Torsional 'Superplasticity' of Graphyne Nanotubes

TL;DR

This study demonstrates that graphyne nanotubes exhibit exceptional torsional flexibility and superplasticity, surpassing carbon nanotubes, due to bond reconstruction processes during twisting, as shown by reactive molecular dynamics simulations.

Contribution

First detailed investigation of torsional behavior of graphyne nanotubes revealing their superplasticity and underlying reconstruction mechanisms.

Findings

GNTs are more flexible than CNTs.

GNTs exhibit superplasticity with fracture angles up to 35 times higher.
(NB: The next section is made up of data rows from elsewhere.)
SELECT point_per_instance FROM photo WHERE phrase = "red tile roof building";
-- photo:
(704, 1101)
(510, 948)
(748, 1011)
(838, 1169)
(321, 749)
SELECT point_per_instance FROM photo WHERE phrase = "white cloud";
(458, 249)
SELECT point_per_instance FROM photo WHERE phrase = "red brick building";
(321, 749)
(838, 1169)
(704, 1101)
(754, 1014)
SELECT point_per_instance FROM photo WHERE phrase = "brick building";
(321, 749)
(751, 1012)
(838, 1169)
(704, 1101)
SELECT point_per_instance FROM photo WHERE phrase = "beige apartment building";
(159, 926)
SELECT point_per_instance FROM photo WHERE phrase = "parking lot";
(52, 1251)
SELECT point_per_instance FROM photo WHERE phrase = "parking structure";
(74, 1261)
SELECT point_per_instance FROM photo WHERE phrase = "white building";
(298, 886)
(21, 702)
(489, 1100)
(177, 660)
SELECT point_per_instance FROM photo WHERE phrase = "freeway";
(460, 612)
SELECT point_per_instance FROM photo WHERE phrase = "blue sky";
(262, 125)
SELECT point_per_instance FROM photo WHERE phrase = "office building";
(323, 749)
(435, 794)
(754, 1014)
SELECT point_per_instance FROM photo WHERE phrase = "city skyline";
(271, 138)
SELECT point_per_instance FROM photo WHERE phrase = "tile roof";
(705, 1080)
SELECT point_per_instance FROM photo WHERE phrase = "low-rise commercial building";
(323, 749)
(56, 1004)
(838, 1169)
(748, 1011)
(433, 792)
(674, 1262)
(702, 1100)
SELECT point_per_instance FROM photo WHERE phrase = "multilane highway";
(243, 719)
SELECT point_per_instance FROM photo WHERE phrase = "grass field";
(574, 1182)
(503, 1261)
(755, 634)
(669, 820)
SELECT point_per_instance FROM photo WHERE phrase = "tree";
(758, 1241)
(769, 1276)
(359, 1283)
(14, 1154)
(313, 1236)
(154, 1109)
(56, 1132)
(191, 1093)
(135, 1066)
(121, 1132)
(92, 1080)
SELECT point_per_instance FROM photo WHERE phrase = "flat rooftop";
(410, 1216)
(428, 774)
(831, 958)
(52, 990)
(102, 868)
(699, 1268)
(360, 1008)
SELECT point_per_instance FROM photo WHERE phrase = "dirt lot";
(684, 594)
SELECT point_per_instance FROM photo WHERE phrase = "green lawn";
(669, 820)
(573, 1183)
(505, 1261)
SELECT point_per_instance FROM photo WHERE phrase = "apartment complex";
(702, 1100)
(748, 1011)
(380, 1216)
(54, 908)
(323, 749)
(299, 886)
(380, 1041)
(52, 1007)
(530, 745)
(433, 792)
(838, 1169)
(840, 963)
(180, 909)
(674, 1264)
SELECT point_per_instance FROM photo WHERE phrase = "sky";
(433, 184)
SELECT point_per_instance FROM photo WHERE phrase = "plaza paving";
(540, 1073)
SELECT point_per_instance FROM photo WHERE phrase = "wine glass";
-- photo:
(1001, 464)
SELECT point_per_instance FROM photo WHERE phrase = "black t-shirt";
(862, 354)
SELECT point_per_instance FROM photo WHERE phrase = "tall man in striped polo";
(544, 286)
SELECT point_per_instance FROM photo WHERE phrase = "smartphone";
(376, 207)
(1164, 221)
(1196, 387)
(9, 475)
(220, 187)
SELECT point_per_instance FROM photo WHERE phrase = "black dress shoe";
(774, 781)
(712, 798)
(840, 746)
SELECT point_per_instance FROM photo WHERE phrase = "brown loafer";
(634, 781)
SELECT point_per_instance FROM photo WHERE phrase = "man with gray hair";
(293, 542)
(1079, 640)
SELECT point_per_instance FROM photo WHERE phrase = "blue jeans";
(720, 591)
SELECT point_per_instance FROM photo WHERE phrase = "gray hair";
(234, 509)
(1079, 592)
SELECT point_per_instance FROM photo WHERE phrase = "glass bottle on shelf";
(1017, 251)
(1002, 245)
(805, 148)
Reconstruction of triple bonds explains superplastic behavior.

Abstract

Graphyne is a planar two-dimensional carbon allotrope formed by atoms in sp, sp2, and sp3 hybridized states. Topologically graphyne nanotubes (GNTs) can be considered as cylindrically rolled up graphyne sheets, similarly as carbon nanotubes (CNTs) can be considered rolled up graphene sheets. Due to the presence of single, double, and triple bonds, GNTs exhibit porous sidewalls that can be exploited in many diverse applications. In this work, we investigated the mechanical behavior of GNTs under torsional strains through reactive molecular dynamics simulations. Our results show that GNTs are more flexible than CNTs and exhibit 'superplasticity', with fracture angles that are up to 35 times higher than the ones reported to CNTs. This GNT 'superplastic' behavior can be explained in terms of irreversible reconstruction processes (mainly associated with the triple bonds) that occur during torsional strains.